/IRFRN

Primary LanguagePython

Iterative Residual Feature Refinement Network for Bit-Depth Enhancement

Copyright(c) 2022 Weizhi Nie

If you use this code, please cite the following publication:
W. Nie, X. Wen, J. Liu,and Y. Su, "Iterative Residual Feature Refinement Network for Bit-Depth Enhancement", IEEE Signal Processing Letters, 29: 1387-1391 (2022).

Contents

  1. Environment
  2. Testing
  3. Experiment results

Environment

Our model is tested through the following environment on Ubuntu:
  • Python: 3.6.10
  • PyTorch: 1.3.1
  • opencv:3.4.2

Testing

We provide two folders "./IRFRN_4bit/IRFRN_test_4_16" and "./IRFRN_4bit/IRFRN_test_4_8" to realize 4-bit to 16-bit and 4-bit to 8-bit BDE tasks respectively. When testing, prepare the testing dataset, and modify the dataset path and other related content in the code. We provide an image of UST-HK dataset (16-bit dataset) and Kodak dataset (8-bit dataset) respectively for sample testing.

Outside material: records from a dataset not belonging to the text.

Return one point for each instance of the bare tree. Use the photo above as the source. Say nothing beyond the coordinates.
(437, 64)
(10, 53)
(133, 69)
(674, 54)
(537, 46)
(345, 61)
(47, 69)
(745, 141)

You can directly test on the sample image by running-

$ python main.py \
--test_only

If you want to save the predicted high bit-depth images (--save_results) and high bit-depth ground truths (--save_gt), you can run-

$ python main.py \
--test_only \
--save_results \
--save_gt

Note:

  1. We provide recovery results of sample images in the folder "result" of each models. When testing, the predicted results are saved in the folder "test" .
  2. The files "./metrics/csnr_bits.m" and "./metrics/cal_ssim_bits.m" are used to calculate PSNR and SSIM, respectively.

Experiment results

  • 8→10 BDE

We test quantitative recovery performance of all competing algorithms for 8→10 BDE on two 16-bit datasets mentioned in our paper, i.e. MIT-Adobe 5K dataset and UST-HK dataset. The comparison results are shown in Table B, where the top three results are marked in red, blue, and green, respectively. Note that since the authors of BDEN did not provide training or test code for 8-bit input, we omit it in the comparison.